İlksen Başarır: Bunun yanında birbirimizin filmlerinde çalışmamız gerektiğine de inanıyorum ben. Çünkü her şey daha kolay olabilir öyle. Mesela benim bir yönetmenin setine gidip, yardımcı yönetmenlik yapmam çok faydalı olabilir. Fikirsel bir şeyden bahsetmiyorum burada. Tamamen teknik bir şeyden bahsediyorum. Benim yardımcı yönetmenlik yaparken seti idare etmem ve program yapmamla daha az deneyimli birinin aynı işi yapması arasında bir fark var. Elbette en iyisini ben yapıyorum demiyorum ama çok daha hızlı çözebiliriz yani. Eğer film yapmak istiyorsak, bence mutlaka bir yerden sonra böyle çalışmamız gerekecek çünkü maddi olarak Türkiye’de bir kaynak olmadığı için bir noktadan sonra insanlar film yapamayacaklar. Böyle giderse bir yönetmen, özellikle de bizim jenerasyondan bir yönetmen beş yılda bir film yapabilecek. O yüzden daha fazla bir arada durup, öyle çalışmak gerekiyor.

 

Kişisel olarak merak ettiğimiz, son sorumuzu soralım o zaman. Alternatif dağıtım imkanlarına inanıyor musunuz? Yurt dışında – özellikle bağımsız filmlerin – internet üzerinden erişilebilir olması ve sinema salonlarına bağımlı olmadan farklı bir mecradan izleyicileriyle buluşmaları durumu söz konusu. Türkiye’de böyle bir imkanımız olsa, tercih eder miydiniz bu yolu?

İlksen Başarır: Keşke! Biz bunu çok istedik ve denedik aslında. Filmi hiç vizyona sokmasak bile diye düşündük hatta. Sadece internetten göstermenin bir yolunu da aradık ayrıca. Ama güvenli bir yolunu bulamadık. Çünkü bir kere internete koyduğunuz zaman, o oradan anında yayılıyor. Kontrol edemiyorsunuz maalesef. Torrent, torrent olmazsa capture ediyor birileri, oradan Youtube! Dolayısıyla biz de biraz zor yani o iş. Yoksa ben çok isterim deneyimlemek böyle bir şeyi.
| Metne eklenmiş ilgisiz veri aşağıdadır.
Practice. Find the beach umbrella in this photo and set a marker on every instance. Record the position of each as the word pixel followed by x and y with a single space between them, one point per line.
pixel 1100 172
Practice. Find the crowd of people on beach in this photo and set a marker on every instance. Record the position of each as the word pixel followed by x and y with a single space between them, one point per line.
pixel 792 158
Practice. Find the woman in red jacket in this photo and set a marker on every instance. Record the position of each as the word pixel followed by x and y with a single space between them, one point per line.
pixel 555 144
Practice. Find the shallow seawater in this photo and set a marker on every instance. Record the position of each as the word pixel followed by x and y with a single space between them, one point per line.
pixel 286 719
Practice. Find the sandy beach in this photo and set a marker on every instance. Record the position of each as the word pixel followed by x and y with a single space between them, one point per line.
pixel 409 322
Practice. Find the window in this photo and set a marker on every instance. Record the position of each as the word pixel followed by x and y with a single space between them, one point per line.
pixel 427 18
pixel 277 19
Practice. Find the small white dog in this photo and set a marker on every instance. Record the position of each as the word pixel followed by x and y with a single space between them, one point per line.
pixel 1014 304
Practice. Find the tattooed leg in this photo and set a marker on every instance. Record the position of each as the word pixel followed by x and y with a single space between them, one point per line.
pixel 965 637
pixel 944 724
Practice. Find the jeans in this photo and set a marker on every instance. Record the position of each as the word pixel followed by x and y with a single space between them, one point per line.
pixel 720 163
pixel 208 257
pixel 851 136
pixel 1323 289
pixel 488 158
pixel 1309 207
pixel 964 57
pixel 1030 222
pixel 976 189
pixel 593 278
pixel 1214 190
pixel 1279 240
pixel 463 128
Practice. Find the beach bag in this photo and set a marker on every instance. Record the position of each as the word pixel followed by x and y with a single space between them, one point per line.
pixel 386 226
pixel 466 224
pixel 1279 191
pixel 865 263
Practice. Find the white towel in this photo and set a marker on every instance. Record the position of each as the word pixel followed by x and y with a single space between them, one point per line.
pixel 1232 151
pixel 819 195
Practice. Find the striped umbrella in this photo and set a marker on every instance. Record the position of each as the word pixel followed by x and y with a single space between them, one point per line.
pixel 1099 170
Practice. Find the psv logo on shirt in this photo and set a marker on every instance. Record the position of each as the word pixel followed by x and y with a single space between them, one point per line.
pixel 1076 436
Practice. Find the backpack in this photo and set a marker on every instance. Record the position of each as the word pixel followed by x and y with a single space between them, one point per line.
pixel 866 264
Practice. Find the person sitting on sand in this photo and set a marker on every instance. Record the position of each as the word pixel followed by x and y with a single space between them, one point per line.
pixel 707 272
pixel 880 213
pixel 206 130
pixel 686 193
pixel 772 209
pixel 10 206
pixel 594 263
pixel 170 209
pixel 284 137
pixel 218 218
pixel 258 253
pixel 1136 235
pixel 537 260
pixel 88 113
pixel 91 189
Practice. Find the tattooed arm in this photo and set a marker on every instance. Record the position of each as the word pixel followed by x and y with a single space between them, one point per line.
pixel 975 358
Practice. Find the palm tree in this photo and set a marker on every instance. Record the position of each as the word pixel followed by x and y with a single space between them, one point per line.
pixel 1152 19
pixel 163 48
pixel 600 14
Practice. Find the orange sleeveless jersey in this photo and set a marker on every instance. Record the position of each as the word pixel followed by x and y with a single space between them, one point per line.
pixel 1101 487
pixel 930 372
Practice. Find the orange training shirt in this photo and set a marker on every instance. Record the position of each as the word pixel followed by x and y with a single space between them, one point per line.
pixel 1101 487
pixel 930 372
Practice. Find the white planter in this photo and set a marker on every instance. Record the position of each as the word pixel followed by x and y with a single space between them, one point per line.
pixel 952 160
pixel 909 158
Mert Fırat: Aynen, ama yani bunun bir yöntemini bulsak çok rahat ederiz tabi. Büyük rahat ederiz!

 

Hadi dayanamadık, bir soru daha o zaman. Bir Varmış Bir Yokmuş’un gişesinden memnun musunuz? 160 bin kişiydi biz en son baktığımızda sanırım. Ne diyorsunuz?

Mert Fırat: Biz en fazla 300 yüz bine filan geliriz diye bekliyorduk zaten. Dolayısıyla memnunuz yani. Aşağı yukarı nerelere geleceğini biliyoruz yani bizim filmin. Piyasada çok film var bir de. Hangi birine gidecek seyirci. 300 kişiyle, 400 kişiyle açılan filmler var bugün.

İlksen Başarır: İşte o Çekmeköy Underground’u, 765 kişi izlemiş. Bu inanılmaz!

Mert Fırat: Rezalet abi! Çok da güzel film işte.

İlksen Başarır: Bir de şöyle bir şey var tabi. Biz bu filmle Eskişehir’e, İzmir’e, pek çok yere gittik, üniversitelere. Kimsenin umrunda değil yani. Öğrenciler filan, sinema bölümü, yani film mi geldi, ne oldu, kimin filmi… Hiç kimsenin umurunda değil. Özür dileyerek söylemek zorundayım bunu. Tek konuşulan şey Grinin Elli Tonu, arkasından başka bir şey filan. 4-5 tane öğrenci var gerçekten sinemayla ilgilenen. Dolayısıyla haftada 8 film giriyor tamam da kim izleyecek ki bu filmleri. En çok nerede neyin afişini görürlerse onu izliyorlar işte!